Yugi baru sadar, kakinya membawanya ke sebuah taman kota yang sepi. Taman yang kosong, tidak ada orang satupun. Seharusnya dia sudah sampai di rumah saat ini, tetapi entah kenapa tiba-tiba saja dia merasa tidak mau.
Yugi berdiri sendirian di taman itu. Memperhatikan salju di tanah dengan tatapan kosong. Salju yang putih, seputih cahaya. Seputih cahaya kepergian dia yang saat itu kembali 'pulang'. Yugi merasakan sesuatu yang basah diwajahnya dan menyadari bahwa itu adalah air matanya. Yugi menangis, tapi kapan? Yugi menghapus air matanya, tetapi air matanya mengalir kembali, bahkan lebih banyak dari yang tadi. Dengan tetap berwajah datar dan tatapan kosong, Yugi membiarkan air matanya mengalir begitu saja. Berharap akan ada yang menghapusnya lalu berkata, 'Berhentilah menangis.'.

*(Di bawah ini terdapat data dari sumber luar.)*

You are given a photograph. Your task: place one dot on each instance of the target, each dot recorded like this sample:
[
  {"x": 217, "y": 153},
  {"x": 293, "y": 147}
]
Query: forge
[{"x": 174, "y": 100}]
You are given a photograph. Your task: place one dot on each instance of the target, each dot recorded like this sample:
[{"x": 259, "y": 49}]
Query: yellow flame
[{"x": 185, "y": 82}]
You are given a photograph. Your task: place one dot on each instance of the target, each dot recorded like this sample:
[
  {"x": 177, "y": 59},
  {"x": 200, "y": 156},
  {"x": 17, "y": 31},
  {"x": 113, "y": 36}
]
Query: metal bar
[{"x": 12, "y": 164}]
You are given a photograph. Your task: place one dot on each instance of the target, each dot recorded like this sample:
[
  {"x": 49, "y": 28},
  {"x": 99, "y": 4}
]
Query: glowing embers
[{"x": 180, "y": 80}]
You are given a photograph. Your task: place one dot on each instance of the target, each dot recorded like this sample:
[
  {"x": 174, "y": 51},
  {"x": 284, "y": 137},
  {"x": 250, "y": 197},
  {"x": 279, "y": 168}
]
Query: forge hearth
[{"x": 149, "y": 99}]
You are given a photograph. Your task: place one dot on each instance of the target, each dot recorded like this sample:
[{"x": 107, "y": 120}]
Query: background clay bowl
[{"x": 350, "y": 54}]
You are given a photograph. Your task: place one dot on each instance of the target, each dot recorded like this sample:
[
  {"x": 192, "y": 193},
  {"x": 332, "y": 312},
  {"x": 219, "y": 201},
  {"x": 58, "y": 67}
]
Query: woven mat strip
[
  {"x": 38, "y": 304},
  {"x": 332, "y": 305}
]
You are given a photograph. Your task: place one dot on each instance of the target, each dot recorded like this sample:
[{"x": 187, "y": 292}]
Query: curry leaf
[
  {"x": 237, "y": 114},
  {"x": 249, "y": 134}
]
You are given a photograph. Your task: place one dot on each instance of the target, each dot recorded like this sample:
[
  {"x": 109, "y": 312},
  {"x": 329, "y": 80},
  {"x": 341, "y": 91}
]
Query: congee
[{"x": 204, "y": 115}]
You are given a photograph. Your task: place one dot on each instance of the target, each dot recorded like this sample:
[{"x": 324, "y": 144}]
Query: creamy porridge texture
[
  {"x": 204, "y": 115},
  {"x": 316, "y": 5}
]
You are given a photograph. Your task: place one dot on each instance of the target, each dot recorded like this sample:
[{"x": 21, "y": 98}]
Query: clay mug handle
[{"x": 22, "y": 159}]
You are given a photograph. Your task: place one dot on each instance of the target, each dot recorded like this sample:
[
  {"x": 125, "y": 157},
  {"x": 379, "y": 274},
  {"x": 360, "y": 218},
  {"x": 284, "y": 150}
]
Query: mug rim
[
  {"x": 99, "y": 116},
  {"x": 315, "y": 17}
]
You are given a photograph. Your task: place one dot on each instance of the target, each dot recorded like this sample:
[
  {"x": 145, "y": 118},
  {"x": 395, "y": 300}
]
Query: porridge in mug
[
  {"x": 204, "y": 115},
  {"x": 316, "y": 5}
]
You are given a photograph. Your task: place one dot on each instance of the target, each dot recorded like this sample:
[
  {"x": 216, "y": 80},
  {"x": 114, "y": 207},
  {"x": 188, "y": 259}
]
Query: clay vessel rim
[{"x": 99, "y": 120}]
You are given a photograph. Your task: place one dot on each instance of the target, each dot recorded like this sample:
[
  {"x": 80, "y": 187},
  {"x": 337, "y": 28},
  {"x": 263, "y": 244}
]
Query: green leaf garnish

Yugi menjatuhkan belanjaannya dan duduk di tanah, tidak mempedulikan seberapa dingin salju yang dia duduki itu. Yugi menengadahkan kepalanya, menatap sebuah jam besar yang berdiri tegak di tengah taman itu.
23.45. Tidak Yugi sangka sudah selama itu dia berjalan-jalan sendiri dengan belanjaannya yang berat. Tapi, dia tidak peduli. Dia sedikit gemetar dan kedinginan karena berada di luar sudah cukup lama. Yugi berpikir apakah dia bisa mati saat ini juga, di atas salju yang dingin dan lembut ini? Agar Yugi bisa bertemu dengan dia lagi di sana. Yugi ingin bersama dia lagi. Hidupnya, cintanya, tumpuan berdirinya. Dia adalah segalanya untuk Yugi. Meskipun dia menyuruh Yugi untuk tetap terus menjalani hidup, tetap saja Yugi tidak bisa tanpa ada dia.
Di tengah tangisannya itu, sebuah senyuman pahit dan tawa yang dipaksakan terlukis di wajahnya yang manis itu. Dia menertawakan dirinya yang menyedihkan, tidak bisa melupakan dia yang sudah berbahagia di alam lain. Hm, menyedihkan.
"A, Aku... UGH, AKU TIDAK BISA!" teriak Yugi sambil menutupi wajahnya dengan telapak tangannya yang tidak menggunakan sarung tangan. Saking terasa dinginnya tangan itu, Yugi bahkan tidak merasa bahwa tangannya itu sedang menyentuh wajahnya.
Yugi memang tidak bisa melupakan dia.
"A, ATEM—TIDAK, DIRIKU YANG SATU LAGI! DIRIKU YANG SATU LAGI! KAU ADA DIMANA, DIRIKU YANG SATU LAGI?! DIRIKU YANG SATU LAGI!"
Yugi menangis sejadi-jadinya. Meneriakkan nama dia yang sebenarnya. Meskipun sudah mengetahui namanya yang hilang, Yugi tetap tidak bisa lepas dari kebiasaan memanggil dia dengan sebutan 'diriku yang satu lagi'.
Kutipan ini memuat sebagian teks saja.